Raising a hospital's share of bedside nurses with bachelor's degrees from 20 percent to 60 percent and keeping the patient-nurse ratio at 4-1, would save four lives per 1,000 surgery patients, the researchers say. "The greater proportion of nurses with baccalaureate degrees, the better the outcome for the patient." Aiken's study appears in the Sept. 24 issue of the Journal of the American Medical Association.
Three roads lead to becoming a registered nurses (RN) in this country: attend a three-year hospital course, go to community college for two years or complete a four-year baccalaureate degree program (BSN) at a college or university.
The first route, once quite popular, is now all but extinct, producing just 3 percent of America's nurses, Aiken says. Community colleges have taken up the slack, and now train roughly 60 percent of nurses. Four-year institutions make up the rest.
Initially, community college graduates and four-year students can expect to earn about the same coming out of school, Aiken says, making the appeal of these programs strong. "Nursing is a very good return on a two-year investment in education," she says. The two tracks start to diverge later in the career.
In previous work, Aiken and her colleagues showed that nurse staffing levels were directly linked to patient survival. This time, they sought to learn if early training was similarly important.
The researchers looked at medical records from more than 232,000 surgery patients in Pennsylvania between 1998 and 1999, covering 168 hospitals in the state. The proportion of BSNs on staff ranged from zero to 77 percent.
After considering total staffing levels, whether a person's surgeon was board-certified and several other factors, Aiken's group found that every 10 percent increase in the proportion of BSNs at a hospital led to a 5 percent reduction in a person's risk of dying within 30 days of being admitted.

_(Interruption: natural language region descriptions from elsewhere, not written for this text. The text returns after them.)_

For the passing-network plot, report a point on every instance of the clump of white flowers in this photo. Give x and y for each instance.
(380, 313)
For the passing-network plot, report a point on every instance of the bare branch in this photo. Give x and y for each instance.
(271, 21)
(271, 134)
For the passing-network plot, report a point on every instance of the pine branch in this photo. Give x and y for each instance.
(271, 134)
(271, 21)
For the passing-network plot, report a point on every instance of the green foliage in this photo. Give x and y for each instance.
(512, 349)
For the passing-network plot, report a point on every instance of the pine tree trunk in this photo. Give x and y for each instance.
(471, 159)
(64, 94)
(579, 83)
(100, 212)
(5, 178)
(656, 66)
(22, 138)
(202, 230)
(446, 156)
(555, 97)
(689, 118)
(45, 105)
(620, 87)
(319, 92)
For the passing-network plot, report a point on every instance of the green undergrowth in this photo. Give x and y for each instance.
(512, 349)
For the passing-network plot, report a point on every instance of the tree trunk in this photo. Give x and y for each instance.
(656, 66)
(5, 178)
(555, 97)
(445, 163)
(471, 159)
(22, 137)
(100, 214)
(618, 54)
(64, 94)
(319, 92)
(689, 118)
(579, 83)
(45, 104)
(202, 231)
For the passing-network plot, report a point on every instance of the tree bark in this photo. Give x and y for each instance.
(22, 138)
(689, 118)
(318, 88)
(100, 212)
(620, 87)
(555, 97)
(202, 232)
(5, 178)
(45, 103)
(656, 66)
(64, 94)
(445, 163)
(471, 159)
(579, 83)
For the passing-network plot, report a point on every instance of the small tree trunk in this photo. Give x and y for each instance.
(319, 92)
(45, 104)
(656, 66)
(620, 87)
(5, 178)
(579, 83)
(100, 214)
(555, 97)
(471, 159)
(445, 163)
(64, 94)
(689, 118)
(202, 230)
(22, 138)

The education effect was the same on the inability of the hospital to save a patient from serious complications, known as "failure to rescue."
All RNs must take a national licensing exam to become certified, so there's a minimum standard in place to protect patients. However, Aiken says, nurses with more education are better trained to identify problems at the bedside and rally hospital resources.
The United States is now facing a severe nursing shortage. The federal government estimates that after 2010, when the "Baby Boomer" generation begins retiring in earnest, the nation will need 400,000 more nurses to meet its hospital needs.
The looming gap has spawned a movement to churn out nurses as quickly as possible, but Aiken says the new findings point to the downside of that approach.
Geraldine Bednash, executive director of the American Association of Colleges of Nursing, a Washington, D.C. trade group, says the study proves "what ought to be obvious."
"We're pleased to see -- although we find it hard to understand why research is necessary -- that there is a direct link between education level" and patient care, says Bednash.
The RN license is the "bare minimum" of what nurses need to know, says Bednash, whose group supports adding other licensing exams to reflect the more intensive education of nurses with bachelors' degrees.